• 1999: To Err Is Human (IOM Report)
  • 2001: Crossing the Quality Chasm (IOM Report)
  • 2002: Quality Forum introduces the concept of “never events” — a list of serious preventable adverse events
  • 2003: ACGME limited residents in the US to 80-hour work week
  • 2004: Joint Commission published national safety goals
  • 2004: IHI launched its 100,000 lives campaign
  • 2007: ICU checklist published that improved safety in ICUs
  • 2007: NPSF developed the Lucian Leape Institute and started publishing white papers
  • 2010: HITECH act passed incentivizing the use of electronic health records’
  • 2015: HHS changes Medicare payment policy to be based on value rather than volume. 

Most lessons about Patient Safety begin with the Institute of medicine’s 1999 report “To Err Is Human” which estimated that we kill 44k to 98k people each year due to medical errors and adverse events – the equivalent of two jumbo jets crashing into each other every day for a year. This report implies that healthcare providers are the third leading cause of death in the US. 

There have been articles doubting the accuracy of this report. Whether true or not, this report ignited the patient safety movement as we know it. And it is still our responsibility to identify and minimize “errors” in medicine while increasing the quality of care we deliver. Remember we took an oath to do no harm. 

The Six Aims

In 2001, the IOM released “Crossing the Quality Chasm” in which they identified six aims for improvement of the quality of care (which can be made to spell STEEEP). Providers are asked if the care they offer is:

  1. safe,
  2. timely,
  3. efficient,
  4. effective,
  5. equitable, and
  6. patient-centered.

Never Events, Safety Goals & Value

In 2002, the quality forum introduced the concept of “never events.” This is an exhaustive list of serious preventable adverse events including things like surgery on the wrong site or wrong patient, the use of contaminated drugs or devices, discharging a patient who is unable to make decisions, wrong drug, wrong dose or used on the wrong patient. You can find the entire list on the qualityforum.org website.

In 2004, the joint commission published national safety goals. These are updated periodically and are also available on their website. It includes things such as identifying patients correctly, using medications safely, preventing mistakes in surgery and preventing infections. 

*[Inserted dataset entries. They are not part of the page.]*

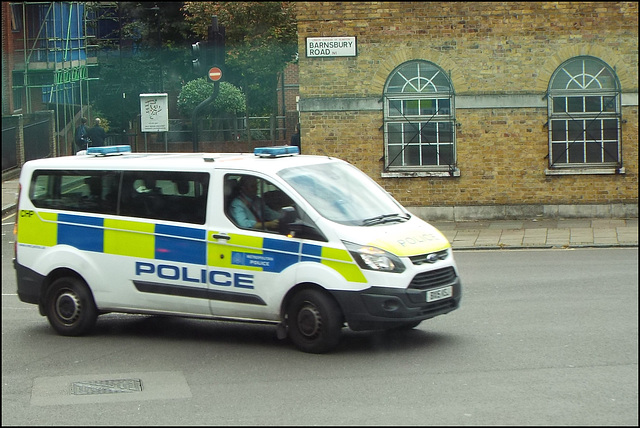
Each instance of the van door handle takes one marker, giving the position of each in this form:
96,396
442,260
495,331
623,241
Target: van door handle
225,237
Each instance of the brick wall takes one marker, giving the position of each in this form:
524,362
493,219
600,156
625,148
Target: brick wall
489,49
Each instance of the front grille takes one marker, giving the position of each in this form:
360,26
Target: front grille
429,257
434,278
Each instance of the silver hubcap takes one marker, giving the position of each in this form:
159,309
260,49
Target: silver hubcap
68,307
309,321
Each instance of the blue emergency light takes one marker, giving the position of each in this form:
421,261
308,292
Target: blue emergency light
276,151
108,150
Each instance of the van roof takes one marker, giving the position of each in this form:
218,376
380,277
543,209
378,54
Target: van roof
177,162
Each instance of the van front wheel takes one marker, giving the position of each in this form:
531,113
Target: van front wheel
70,307
314,321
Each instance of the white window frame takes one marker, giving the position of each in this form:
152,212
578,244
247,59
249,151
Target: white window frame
419,122
584,118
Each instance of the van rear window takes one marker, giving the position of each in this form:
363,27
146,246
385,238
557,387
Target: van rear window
160,195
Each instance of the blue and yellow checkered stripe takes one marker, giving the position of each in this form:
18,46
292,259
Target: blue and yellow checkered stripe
179,244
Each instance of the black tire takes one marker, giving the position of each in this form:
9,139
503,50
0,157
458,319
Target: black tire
408,326
314,321
70,307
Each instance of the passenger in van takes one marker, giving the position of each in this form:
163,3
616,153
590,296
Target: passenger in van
247,207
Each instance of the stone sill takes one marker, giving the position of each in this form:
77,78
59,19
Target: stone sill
585,171
414,174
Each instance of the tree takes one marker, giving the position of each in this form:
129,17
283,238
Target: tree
261,39
143,50
230,99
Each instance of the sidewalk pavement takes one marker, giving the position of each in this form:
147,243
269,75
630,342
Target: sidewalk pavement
498,234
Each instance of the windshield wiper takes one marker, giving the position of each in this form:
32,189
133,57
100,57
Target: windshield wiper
385,218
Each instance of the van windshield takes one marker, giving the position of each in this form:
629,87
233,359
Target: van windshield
342,193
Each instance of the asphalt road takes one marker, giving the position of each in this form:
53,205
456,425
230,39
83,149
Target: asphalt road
543,337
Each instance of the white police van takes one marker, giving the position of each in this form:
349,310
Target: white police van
307,243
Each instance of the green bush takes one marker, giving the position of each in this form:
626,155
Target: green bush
230,99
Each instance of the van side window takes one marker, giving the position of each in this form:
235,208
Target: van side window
87,191
159,195
165,195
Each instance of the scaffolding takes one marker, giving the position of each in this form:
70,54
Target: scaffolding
55,52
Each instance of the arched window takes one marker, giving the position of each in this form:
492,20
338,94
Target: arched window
419,120
584,115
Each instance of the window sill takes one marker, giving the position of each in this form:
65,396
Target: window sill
586,171
415,174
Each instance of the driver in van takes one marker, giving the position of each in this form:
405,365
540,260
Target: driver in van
247,207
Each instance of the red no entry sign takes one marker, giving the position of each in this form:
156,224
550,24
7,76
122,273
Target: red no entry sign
215,74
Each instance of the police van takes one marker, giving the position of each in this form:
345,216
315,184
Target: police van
309,244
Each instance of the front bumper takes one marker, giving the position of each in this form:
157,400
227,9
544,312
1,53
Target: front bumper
381,308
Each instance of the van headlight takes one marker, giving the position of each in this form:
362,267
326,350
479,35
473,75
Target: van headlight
373,258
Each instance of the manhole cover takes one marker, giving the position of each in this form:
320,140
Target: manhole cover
114,386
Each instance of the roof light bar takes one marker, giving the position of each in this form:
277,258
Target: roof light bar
276,151
108,150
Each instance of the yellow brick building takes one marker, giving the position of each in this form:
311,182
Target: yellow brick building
477,109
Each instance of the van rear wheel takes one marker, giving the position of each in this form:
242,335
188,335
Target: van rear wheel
314,321
70,307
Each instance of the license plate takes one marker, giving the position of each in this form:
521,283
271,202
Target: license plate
439,294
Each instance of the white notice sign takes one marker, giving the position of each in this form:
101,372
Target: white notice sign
154,112
330,46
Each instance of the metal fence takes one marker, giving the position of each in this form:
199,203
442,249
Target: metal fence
27,137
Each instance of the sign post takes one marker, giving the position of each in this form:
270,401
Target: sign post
215,74
154,115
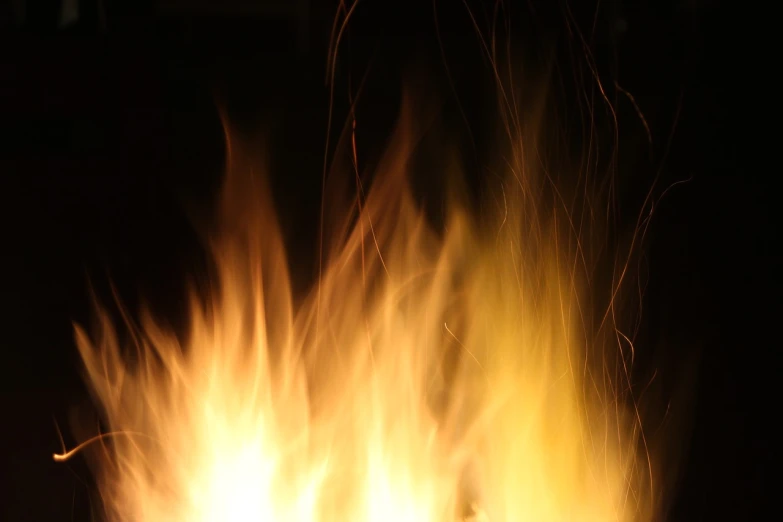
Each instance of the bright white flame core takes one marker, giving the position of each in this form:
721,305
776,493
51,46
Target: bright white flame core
427,371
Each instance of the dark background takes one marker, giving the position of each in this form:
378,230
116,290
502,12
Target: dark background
110,143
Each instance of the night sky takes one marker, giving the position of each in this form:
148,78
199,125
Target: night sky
111,148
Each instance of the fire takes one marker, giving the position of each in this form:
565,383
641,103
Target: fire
433,374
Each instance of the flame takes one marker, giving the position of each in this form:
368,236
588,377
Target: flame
433,373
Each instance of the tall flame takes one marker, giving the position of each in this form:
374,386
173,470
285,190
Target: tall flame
433,374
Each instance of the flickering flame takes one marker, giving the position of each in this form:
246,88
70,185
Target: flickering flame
433,373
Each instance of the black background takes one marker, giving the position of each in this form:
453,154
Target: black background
110,142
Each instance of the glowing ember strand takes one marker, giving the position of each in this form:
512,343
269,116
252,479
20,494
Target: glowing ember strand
267,415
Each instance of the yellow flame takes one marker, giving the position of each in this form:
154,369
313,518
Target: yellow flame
429,371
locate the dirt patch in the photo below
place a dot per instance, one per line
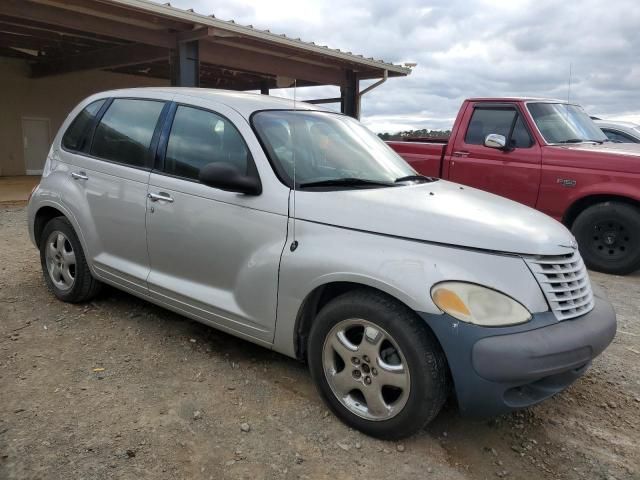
(119, 388)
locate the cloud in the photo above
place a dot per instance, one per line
(466, 48)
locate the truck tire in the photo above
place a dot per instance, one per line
(378, 367)
(608, 236)
(64, 265)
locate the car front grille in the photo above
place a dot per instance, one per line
(564, 282)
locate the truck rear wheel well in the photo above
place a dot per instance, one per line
(314, 302)
(43, 216)
(582, 204)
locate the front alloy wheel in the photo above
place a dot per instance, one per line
(377, 364)
(366, 370)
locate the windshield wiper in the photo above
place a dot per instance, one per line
(347, 182)
(418, 178)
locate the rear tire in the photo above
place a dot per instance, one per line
(396, 377)
(64, 266)
(608, 236)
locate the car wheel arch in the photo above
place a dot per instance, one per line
(318, 298)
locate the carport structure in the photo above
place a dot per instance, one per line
(53, 53)
(142, 38)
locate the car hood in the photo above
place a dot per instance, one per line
(439, 212)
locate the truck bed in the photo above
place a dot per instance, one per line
(424, 156)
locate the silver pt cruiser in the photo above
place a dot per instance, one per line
(301, 231)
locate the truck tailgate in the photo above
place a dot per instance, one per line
(424, 157)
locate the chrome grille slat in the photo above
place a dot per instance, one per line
(565, 284)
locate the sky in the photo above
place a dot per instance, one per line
(465, 49)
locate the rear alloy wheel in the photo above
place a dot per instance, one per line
(608, 235)
(60, 260)
(377, 365)
(64, 265)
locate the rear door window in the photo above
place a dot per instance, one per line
(76, 136)
(199, 137)
(125, 131)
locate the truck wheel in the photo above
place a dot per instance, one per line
(608, 235)
(64, 266)
(377, 366)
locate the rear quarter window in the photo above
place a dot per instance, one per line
(125, 131)
(76, 136)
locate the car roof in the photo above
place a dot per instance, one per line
(615, 123)
(516, 99)
(243, 102)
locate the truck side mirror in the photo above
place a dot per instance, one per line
(495, 140)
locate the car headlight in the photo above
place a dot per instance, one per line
(473, 303)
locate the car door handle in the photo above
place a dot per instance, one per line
(460, 153)
(79, 176)
(165, 197)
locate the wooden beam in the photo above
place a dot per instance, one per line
(249, 61)
(115, 12)
(58, 30)
(320, 101)
(113, 57)
(84, 22)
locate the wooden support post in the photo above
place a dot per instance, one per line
(185, 65)
(349, 95)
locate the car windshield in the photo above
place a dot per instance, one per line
(328, 150)
(563, 123)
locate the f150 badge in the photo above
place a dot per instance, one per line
(566, 182)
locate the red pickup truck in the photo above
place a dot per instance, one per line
(551, 156)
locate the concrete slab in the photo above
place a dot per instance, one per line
(16, 190)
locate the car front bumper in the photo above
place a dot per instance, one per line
(496, 370)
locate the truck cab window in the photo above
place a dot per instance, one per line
(485, 121)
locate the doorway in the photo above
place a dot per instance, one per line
(35, 141)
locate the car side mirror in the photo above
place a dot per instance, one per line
(494, 140)
(229, 178)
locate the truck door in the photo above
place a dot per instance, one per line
(513, 172)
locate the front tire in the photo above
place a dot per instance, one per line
(608, 236)
(64, 266)
(378, 367)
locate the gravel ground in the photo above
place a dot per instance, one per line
(119, 388)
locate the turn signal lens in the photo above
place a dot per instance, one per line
(448, 301)
(479, 305)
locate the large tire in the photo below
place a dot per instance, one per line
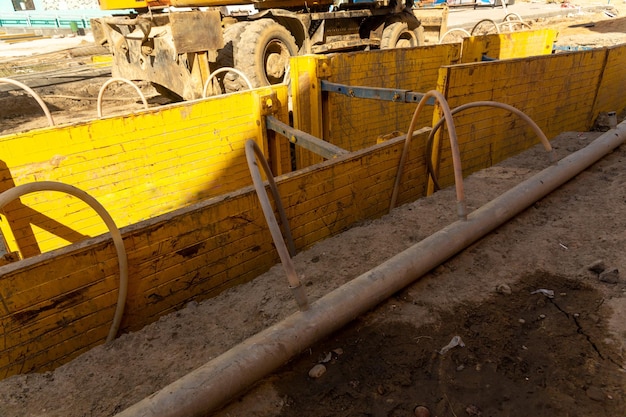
(398, 35)
(263, 52)
(230, 82)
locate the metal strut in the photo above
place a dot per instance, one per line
(375, 93)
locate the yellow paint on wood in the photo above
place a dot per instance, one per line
(137, 166)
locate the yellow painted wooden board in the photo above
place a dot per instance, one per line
(613, 84)
(354, 124)
(191, 253)
(509, 45)
(200, 249)
(556, 91)
(137, 166)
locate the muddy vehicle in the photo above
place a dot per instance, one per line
(181, 45)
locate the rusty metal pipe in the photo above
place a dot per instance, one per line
(214, 383)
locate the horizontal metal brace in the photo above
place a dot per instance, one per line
(376, 93)
(306, 140)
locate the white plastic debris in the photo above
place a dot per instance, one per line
(547, 293)
(456, 341)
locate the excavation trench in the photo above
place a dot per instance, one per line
(216, 382)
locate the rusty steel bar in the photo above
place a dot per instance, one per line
(214, 383)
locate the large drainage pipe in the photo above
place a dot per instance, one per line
(214, 383)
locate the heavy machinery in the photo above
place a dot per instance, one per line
(178, 44)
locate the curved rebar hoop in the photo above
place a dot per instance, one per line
(508, 17)
(511, 24)
(483, 21)
(122, 80)
(454, 146)
(30, 91)
(253, 153)
(463, 31)
(219, 71)
(20, 190)
(542, 137)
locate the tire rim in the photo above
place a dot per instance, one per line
(276, 58)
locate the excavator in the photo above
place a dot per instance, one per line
(181, 45)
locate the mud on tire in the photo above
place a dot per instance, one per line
(263, 52)
(398, 35)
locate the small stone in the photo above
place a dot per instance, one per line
(473, 410)
(595, 394)
(317, 371)
(421, 411)
(597, 266)
(504, 289)
(610, 276)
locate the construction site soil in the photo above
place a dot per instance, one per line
(525, 352)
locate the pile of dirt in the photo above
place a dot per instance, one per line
(537, 304)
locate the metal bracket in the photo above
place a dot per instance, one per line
(306, 140)
(323, 68)
(375, 93)
(269, 104)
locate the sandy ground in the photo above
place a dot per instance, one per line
(525, 353)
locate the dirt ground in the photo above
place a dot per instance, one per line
(525, 352)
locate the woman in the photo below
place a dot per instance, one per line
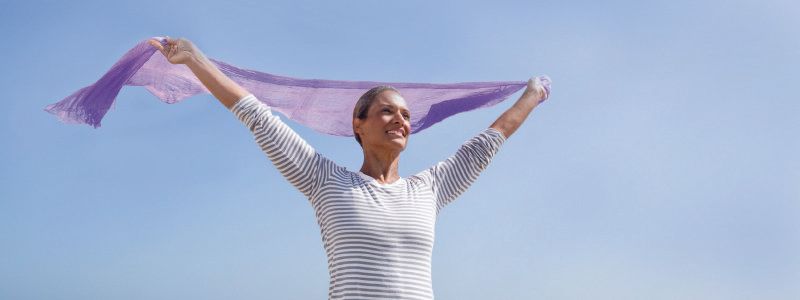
(377, 228)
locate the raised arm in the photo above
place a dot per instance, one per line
(295, 159)
(537, 91)
(182, 51)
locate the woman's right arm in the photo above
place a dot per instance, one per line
(295, 159)
(182, 51)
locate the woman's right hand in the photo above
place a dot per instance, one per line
(177, 51)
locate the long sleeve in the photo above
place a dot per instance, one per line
(452, 177)
(295, 159)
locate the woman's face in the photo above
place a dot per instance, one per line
(387, 124)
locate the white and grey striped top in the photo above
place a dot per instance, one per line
(378, 237)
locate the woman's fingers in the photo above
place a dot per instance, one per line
(157, 45)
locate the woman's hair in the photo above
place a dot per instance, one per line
(364, 103)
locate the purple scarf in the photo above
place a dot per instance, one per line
(323, 105)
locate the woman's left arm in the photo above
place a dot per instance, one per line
(537, 91)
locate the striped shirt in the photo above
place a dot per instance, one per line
(378, 237)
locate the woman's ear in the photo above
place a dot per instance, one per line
(356, 125)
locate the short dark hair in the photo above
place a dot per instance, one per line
(365, 102)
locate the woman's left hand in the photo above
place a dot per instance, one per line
(539, 88)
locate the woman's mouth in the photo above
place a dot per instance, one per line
(397, 132)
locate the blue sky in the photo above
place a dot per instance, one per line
(665, 165)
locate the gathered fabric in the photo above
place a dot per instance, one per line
(325, 106)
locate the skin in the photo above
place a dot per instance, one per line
(381, 149)
(389, 111)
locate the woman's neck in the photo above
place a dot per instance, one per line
(383, 166)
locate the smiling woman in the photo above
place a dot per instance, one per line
(377, 228)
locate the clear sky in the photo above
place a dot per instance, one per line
(665, 165)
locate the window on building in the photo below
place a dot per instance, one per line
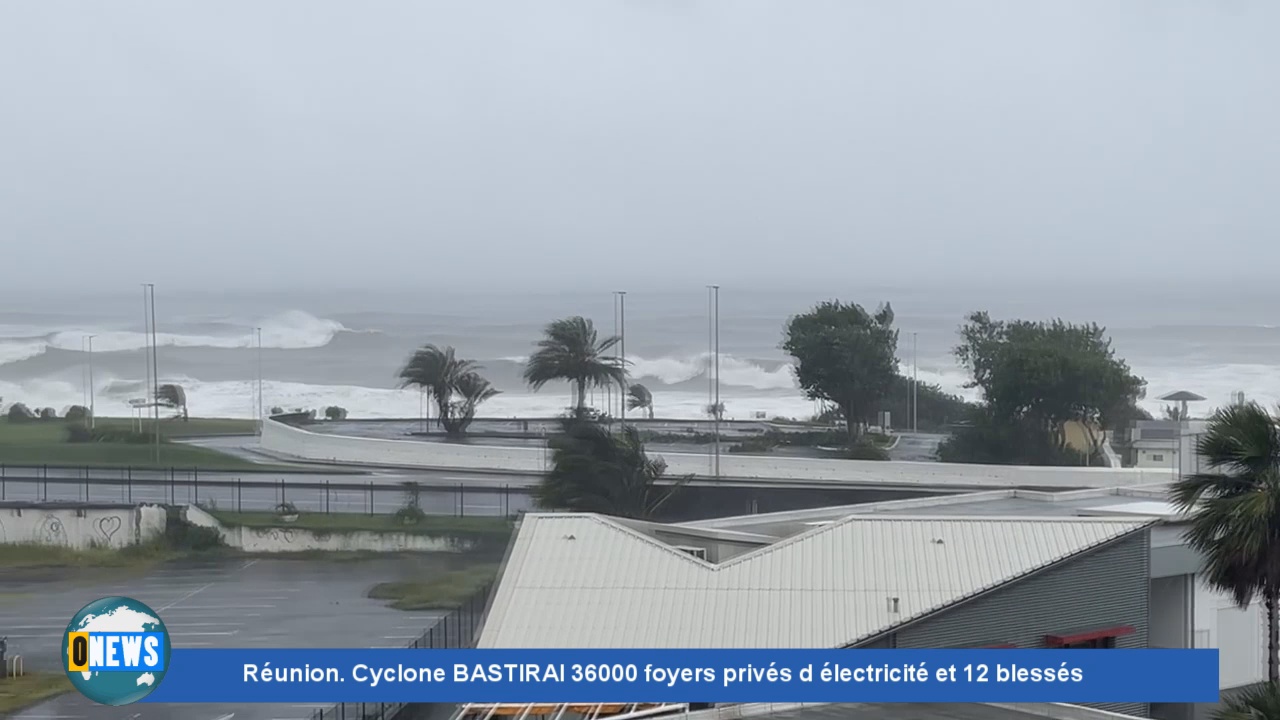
(1100, 638)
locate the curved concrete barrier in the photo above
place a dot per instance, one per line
(344, 450)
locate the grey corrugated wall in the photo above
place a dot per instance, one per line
(1106, 587)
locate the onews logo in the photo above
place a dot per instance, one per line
(115, 651)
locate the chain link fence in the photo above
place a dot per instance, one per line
(455, 630)
(224, 492)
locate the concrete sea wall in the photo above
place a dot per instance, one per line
(81, 525)
(295, 442)
(300, 540)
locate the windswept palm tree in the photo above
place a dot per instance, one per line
(640, 399)
(600, 472)
(1235, 511)
(435, 372)
(1260, 702)
(172, 395)
(472, 390)
(572, 351)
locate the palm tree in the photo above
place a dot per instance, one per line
(572, 351)
(1260, 702)
(435, 372)
(472, 390)
(1235, 511)
(595, 470)
(640, 399)
(173, 396)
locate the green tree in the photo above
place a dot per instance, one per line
(595, 470)
(846, 356)
(471, 390)
(1235, 511)
(572, 351)
(435, 370)
(1260, 702)
(172, 395)
(1037, 376)
(640, 399)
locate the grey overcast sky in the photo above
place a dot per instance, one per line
(293, 142)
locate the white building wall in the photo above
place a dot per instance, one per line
(1238, 634)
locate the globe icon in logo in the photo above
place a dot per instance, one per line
(129, 680)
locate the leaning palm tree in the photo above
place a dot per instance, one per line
(1260, 702)
(640, 399)
(600, 472)
(572, 351)
(1235, 511)
(472, 390)
(434, 370)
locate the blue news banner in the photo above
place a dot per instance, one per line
(690, 675)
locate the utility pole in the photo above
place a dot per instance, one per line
(90, 341)
(257, 335)
(155, 374)
(620, 301)
(915, 384)
(716, 409)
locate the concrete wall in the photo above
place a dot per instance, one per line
(81, 525)
(295, 442)
(297, 540)
(1104, 588)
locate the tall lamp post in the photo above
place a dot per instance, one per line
(88, 341)
(620, 301)
(714, 341)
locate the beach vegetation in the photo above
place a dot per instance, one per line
(597, 470)
(452, 383)
(172, 395)
(846, 356)
(1036, 378)
(572, 351)
(1234, 511)
(640, 399)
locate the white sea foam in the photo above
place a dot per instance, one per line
(292, 329)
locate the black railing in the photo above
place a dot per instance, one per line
(223, 492)
(455, 630)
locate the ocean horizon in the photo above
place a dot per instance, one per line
(346, 347)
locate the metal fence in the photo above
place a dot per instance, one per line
(453, 632)
(224, 492)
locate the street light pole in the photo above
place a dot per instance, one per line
(915, 384)
(716, 409)
(621, 302)
(90, 341)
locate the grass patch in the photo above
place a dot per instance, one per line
(48, 442)
(433, 525)
(17, 693)
(443, 592)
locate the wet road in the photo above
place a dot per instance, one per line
(224, 604)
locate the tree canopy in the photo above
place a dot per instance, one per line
(574, 351)
(1235, 511)
(844, 355)
(595, 470)
(1034, 378)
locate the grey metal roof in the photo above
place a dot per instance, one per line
(990, 504)
(585, 580)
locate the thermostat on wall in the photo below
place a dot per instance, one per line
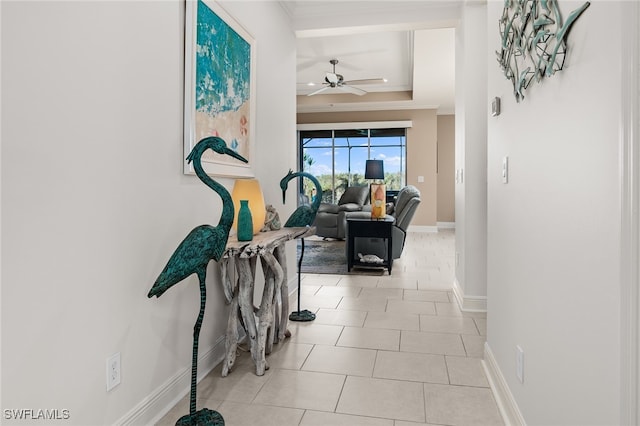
(495, 106)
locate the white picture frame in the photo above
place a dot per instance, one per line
(219, 65)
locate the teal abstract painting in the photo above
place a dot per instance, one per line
(219, 79)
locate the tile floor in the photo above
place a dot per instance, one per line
(383, 350)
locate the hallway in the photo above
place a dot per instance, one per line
(383, 350)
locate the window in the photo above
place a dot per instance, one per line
(337, 158)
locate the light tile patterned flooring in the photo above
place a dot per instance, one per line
(384, 350)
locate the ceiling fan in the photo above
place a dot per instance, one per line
(334, 80)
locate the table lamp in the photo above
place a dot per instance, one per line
(374, 169)
(249, 190)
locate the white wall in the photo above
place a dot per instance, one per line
(553, 230)
(94, 200)
(471, 159)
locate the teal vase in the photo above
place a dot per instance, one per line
(245, 222)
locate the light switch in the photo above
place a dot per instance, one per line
(505, 169)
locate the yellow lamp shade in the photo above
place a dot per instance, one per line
(249, 189)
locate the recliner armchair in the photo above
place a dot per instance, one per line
(331, 219)
(405, 207)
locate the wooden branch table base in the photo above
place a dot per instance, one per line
(274, 308)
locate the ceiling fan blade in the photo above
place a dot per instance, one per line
(332, 78)
(367, 81)
(319, 91)
(352, 89)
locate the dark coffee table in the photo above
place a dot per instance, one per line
(369, 228)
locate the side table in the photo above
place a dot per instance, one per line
(371, 228)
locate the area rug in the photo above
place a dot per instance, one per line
(329, 257)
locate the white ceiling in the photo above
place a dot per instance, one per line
(409, 43)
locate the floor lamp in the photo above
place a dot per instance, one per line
(374, 170)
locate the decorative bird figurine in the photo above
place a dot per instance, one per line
(305, 214)
(192, 256)
(302, 216)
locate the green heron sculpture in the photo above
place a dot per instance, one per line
(302, 216)
(192, 256)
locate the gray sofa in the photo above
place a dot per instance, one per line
(402, 212)
(331, 219)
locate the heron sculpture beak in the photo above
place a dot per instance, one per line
(235, 155)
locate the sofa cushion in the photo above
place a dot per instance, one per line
(406, 194)
(328, 208)
(350, 207)
(355, 194)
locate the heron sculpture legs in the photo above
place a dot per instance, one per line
(205, 416)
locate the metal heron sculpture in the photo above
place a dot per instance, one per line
(302, 216)
(192, 256)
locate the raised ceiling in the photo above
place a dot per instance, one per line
(409, 43)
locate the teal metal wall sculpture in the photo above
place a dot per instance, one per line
(192, 256)
(533, 41)
(304, 215)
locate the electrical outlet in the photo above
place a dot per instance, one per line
(520, 364)
(505, 169)
(113, 371)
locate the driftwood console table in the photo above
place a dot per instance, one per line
(273, 312)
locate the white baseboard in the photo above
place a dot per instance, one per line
(469, 303)
(504, 398)
(420, 228)
(446, 225)
(152, 408)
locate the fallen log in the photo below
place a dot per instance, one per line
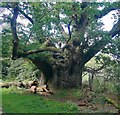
(113, 102)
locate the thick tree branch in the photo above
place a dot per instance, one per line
(51, 49)
(14, 33)
(106, 10)
(94, 49)
(29, 18)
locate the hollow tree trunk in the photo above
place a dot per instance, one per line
(61, 77)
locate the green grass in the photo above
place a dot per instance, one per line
(15, 101)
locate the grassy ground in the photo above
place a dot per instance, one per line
(63, 101)
(18, 102)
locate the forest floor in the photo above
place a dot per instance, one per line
(88, 101)
(62, 101)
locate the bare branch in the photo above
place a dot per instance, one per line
(94, 49)
(51, 49)
(14, 33)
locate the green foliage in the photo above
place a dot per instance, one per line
(5, 62)
(22, 69)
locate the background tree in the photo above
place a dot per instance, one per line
(59, 55)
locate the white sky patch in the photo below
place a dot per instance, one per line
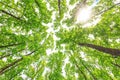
(24, 76)
(110, 72)
(83, 15)
(110, 40)
(37, 10)
(53, 16)
(63, 48)
(46, 70)
(34, 65)
(49, 51)
(76, 75)
(83, 56)
(15, 1)
(91, 37)
(25, 52)
(4, 59)
(118, 40)
(48, 6)
(112, 24)
(30, 32)
(66, 60)
(93, 23)
(16, 57)
(1, 24)
(116, 1)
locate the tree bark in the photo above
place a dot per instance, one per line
(18, 18)
(111, 51)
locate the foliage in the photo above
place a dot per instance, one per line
(38, 43)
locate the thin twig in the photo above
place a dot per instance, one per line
(59, 9)
(3, 11)
(107, 9)
(10, 45)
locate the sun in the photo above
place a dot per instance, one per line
(83, 15)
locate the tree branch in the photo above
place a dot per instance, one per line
(59, 9)
(4, 56)
(79, 67)
(5, 12)
(108, 9)
(10, 65)
(114, 52)
(116, 64)
(89, 71)
(10, 45)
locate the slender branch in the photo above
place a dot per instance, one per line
(4, 56)
(10, 65)
(8, 6)
(114, 52)
(108, 9)
(59, 9)
(10, 45)
(37, 3)
(79, 68)
(116, 64)
(18, 18)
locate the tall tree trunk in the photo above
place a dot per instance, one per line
(111, 51)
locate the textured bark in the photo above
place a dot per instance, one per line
(118, 65)
(94, 78)
(18, 18)
(111, 51)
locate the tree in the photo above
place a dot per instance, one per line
(40, 39)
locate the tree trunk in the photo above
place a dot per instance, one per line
(111, 51)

The patient safety movement has continued to grow and now also incorporates the concept of value. Previously, patients (and insurers including the government) were charged whenever a procedure was done, regardless of the quality. A patient can be charged for a hip replacement that had a bad outcome, the subsequent hospital care to deal with the adverse event, and then the second hip replacement to fix the first one. By incentivizing value instead of procedures, we hopefully motivate the system to prevent adverse events in the first place. The cost for complications would now be borne by the hospital, not the patient. The concept of value includes several components including safety, quality, and the patient experience, divided by the cost.